La co-éducation intergénérationnelle fournit les opérateurs, les « hyperliens » de connexion, les modules, les germes de la complexification. Elle peut ainsi se poursuivre en d’autres lieux que l’école, entre nouvelle génération et « sages » de l’ancienne. Elle aide chacun à construire et à reconstruire sa sphère personnelle de connaissances plutôt qu’à acquérir des espaces de savoirs juxtaposés, tout en tirant profit des moyens techniques de traitement de l’information et de communication. Une éducation complémentaire du rôle de la télévision, média émotionnel omniprésent.
C’est justement dans ce cadre que la co-éducation intergénérationnelle pourrait trouver ses applications les plus riches de sens.

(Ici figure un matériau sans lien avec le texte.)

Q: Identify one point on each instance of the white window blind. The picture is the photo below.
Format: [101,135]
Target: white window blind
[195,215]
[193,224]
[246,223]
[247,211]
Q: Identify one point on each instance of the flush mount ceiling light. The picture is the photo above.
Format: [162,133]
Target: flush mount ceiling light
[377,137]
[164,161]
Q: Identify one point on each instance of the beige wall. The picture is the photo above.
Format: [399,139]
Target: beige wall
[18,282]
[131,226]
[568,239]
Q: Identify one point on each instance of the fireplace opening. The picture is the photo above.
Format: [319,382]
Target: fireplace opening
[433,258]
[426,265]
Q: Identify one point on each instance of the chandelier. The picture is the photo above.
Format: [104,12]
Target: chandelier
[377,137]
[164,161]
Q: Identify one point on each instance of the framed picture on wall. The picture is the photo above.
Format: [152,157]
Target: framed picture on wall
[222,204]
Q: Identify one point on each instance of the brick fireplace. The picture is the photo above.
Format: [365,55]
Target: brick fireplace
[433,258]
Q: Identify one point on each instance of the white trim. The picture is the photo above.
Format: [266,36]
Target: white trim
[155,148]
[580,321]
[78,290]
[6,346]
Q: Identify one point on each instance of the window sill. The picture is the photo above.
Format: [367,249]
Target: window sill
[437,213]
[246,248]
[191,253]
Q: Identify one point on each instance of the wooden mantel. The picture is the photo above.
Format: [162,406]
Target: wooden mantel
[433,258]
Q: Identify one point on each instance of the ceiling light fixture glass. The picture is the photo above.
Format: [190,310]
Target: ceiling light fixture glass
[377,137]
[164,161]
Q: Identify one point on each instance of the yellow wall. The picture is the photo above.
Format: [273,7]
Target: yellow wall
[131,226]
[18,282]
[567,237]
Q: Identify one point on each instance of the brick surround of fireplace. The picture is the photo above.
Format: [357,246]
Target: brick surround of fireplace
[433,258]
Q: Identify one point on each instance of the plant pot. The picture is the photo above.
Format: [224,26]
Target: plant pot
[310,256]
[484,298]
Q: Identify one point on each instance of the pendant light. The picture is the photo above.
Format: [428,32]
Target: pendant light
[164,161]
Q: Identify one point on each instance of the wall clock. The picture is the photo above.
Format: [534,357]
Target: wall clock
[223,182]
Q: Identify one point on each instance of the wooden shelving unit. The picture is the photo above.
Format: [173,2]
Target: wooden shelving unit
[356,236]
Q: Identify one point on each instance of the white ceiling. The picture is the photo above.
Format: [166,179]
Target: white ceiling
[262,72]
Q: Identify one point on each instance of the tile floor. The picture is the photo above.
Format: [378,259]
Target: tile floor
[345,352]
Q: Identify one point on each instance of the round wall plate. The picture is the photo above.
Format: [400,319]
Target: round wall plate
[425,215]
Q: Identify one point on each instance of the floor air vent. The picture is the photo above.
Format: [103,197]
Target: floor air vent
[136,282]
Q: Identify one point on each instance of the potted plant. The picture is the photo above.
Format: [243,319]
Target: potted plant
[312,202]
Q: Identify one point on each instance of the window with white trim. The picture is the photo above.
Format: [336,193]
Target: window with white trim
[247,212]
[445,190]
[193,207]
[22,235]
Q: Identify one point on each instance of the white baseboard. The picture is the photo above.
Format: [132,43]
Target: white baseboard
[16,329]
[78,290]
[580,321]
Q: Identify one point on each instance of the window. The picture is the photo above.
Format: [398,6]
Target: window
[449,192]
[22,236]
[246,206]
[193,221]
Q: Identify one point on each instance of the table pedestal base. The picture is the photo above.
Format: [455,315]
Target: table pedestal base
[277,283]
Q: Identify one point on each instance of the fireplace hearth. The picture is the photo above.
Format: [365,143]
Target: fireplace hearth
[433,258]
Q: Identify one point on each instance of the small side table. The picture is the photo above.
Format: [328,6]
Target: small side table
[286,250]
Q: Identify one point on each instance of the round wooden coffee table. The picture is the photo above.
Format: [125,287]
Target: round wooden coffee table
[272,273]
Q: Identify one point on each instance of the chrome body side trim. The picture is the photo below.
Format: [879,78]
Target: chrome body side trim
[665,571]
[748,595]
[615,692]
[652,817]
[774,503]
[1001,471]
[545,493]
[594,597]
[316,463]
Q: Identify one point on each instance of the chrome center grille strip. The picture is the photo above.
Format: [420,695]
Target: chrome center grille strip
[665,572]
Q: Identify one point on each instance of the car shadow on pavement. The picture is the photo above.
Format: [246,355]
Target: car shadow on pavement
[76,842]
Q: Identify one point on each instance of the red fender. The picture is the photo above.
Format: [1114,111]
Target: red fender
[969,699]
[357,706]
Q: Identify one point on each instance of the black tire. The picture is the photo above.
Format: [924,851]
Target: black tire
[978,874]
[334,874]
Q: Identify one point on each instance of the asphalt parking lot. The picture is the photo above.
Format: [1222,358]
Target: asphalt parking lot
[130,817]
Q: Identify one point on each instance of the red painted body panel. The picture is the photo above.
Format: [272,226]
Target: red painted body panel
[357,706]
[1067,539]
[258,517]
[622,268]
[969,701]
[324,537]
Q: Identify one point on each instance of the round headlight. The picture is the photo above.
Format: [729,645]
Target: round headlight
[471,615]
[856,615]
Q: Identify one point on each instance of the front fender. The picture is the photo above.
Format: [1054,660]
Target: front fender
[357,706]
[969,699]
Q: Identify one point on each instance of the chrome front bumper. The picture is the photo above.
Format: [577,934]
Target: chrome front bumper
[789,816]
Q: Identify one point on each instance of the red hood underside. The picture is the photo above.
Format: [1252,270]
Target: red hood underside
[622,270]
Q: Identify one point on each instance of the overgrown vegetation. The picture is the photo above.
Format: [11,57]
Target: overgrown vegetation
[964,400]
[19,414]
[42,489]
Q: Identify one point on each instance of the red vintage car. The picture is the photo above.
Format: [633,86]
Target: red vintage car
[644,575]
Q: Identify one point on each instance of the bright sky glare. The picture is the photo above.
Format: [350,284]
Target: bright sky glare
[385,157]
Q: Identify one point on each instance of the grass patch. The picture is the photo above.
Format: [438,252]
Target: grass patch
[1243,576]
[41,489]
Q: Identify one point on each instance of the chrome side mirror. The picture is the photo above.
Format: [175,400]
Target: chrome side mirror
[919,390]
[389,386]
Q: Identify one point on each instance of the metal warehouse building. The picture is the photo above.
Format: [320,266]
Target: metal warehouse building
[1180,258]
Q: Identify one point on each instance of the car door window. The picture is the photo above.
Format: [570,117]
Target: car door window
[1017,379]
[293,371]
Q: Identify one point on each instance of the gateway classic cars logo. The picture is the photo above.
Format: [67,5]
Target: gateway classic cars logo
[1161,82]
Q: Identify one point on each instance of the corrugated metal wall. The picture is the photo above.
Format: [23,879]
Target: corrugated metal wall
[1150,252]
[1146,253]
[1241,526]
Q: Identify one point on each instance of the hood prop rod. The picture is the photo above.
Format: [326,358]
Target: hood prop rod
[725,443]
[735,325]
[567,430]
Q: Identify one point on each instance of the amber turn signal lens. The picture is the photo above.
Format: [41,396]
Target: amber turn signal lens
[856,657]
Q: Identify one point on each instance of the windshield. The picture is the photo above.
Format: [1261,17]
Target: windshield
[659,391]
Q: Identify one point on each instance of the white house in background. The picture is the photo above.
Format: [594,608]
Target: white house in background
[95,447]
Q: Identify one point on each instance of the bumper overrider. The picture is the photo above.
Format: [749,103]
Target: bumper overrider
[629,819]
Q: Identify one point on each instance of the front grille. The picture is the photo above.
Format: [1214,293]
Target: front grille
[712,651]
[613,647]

Les jeunes s’informent principalement, surtout sur ce qui se passe dans le monde, par les « news » télévisées reçues sur l’écran de leur ordinateur ou de leur iPad - sous forme d’informations et d’images fractales - et de moins en moins devant la « télé » familiale. La télévision et bientôt la « télévision connectée » (fusion de la télévision et d’Internet) deviendront le principal concurrent de l’enseignement linéaire traditionnel. La vitesse de transmission des idées, des modes de vie, des comportements par la télévision fait apparaître une école figée dans ses rites. Le conflit entre le temps long de l’éducation et le temps court de l’actualité apparaît dans toute sa force. La culture de la médiasphère est éphémère dans le court terme, et persiste pourtant dans la mémoire des consciences. Chaque nouvel événement doit remplacer les précédents grâce à une charge émotionnelle plus forte. L’ingrédient de base d’une bonne communication télévisée est donc l’émotion, pas la raison.
La coéducation intergénérationnelle peut aider à associer enseignement classique et enseignement informel, émotion télévisuelle et rationalisation des choix et des actes. La confiance réciproque entre jeunes et séniors, se construit, certes, dans le temps, mais peut commencer sur les faits concrets de l’actualité reliés aux programmes scolaires. La co-éducation intergénérationnelle crée et favorise des germes de changement. Elle responsabilise chacun à son niveau de compétence.
Complémentaire d’une télévision émotionnelle omniprésente et d’une éducation abstraite, disciplinaire et éloignée du monde réel, elle jette les bases rationnelles, solidaires et empathiques d’une construction positive de l’avenir.
Joël DE ROSNAY
Conseiller de la présidence de la Cité des Sciences, prospectiviste, écrivain scientifique.